I put my jacket on as he leads me to his un-made bed him sitting and me copying his actions. We sit in silence once again as rain starts to pour down from his window.

Drip.

Drip.

Drip.

He gets up and closes the window him sitting again but this time; he fold his legs in front of himself and turns to me. I look down at the ground as I see broken glass and pieces of ripped paper are all in a pile next to a trash can, I breathe out and look back up to him.

"I'm sorry." He says in a sad voice; I feel bad for him is what I do, that I wasn't the only one in the relationship that suffered.

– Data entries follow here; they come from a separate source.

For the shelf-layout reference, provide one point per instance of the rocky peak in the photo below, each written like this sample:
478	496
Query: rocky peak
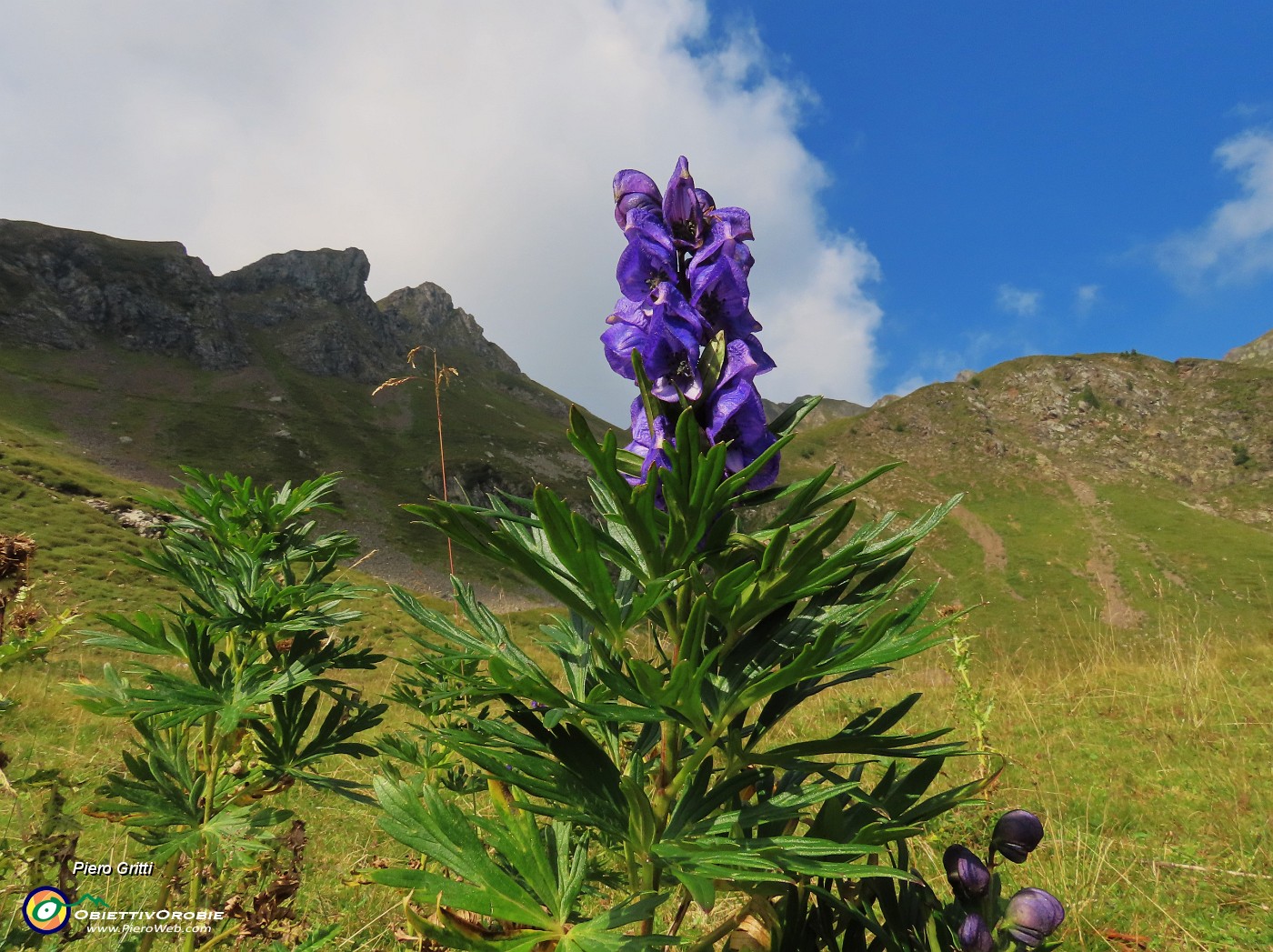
339	276
426	316
1259	352
64	289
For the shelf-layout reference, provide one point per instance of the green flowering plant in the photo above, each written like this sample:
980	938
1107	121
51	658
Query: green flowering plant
245	699
627	780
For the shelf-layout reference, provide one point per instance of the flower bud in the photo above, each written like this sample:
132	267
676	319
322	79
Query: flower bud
974	935
1016	835
1033	916
967	873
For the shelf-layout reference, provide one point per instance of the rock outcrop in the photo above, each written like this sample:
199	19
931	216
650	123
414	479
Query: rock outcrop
429	315
1259	352
63	289
66	290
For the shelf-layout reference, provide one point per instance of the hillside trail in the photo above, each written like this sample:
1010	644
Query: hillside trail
1101	561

"I'm sorry that I made you feel that way." He continues and tears escape his eyes as he speaks, I open my mouth and close it as he speaks once again.

"I'm sorry that I left you hurt, alone and scared, that I took you for granted and I'm sorry." His voice cracks but still; continues.

"Bella, I'm sorry for everything I've ever done to you and I swear; that I am truly sorry. I never meant for any of this to happen and now look at us." He motions toward the both of us and tugs at his hair, wiping his tear stained cheeks as he keeps going.

"We're these two miserable teens who's given up, and it was all my fault. It's always Luke's fault." He rambles on; but then pauses. He puts his lips into a thin line and looks at me.

My heart shatters into a billion pieces as I look at the boy before me. His eyes are truly; broken. I cry. I cry that I'm finally back to where I started, to the boy who I have fell madly in love with, the boy who I literally couldn't live without. This boy has driven me literally insane; our story is no cliché love story at all; but is reality.

I cry harder as I find the ripped piece of paper on the ground is him and me, at the park; where we had Michael take the picture of us at the exact moment. I smile weakly at the thought; Michael kept looking at his phone trying to beat doodle jump where he was so addicted to as Luke and I were sitting on the bench rambling on how we were going to the beach. That soft smile turned into a frown as I cried even harder than before.

I put my head in my knees as I softly sob beside Luke who was just sitting there; lost in his own world one tear falling after another. He gets up from where he used to be and wraps his arms around my body. We're both ice cold and depressed teens who are just desperate for love.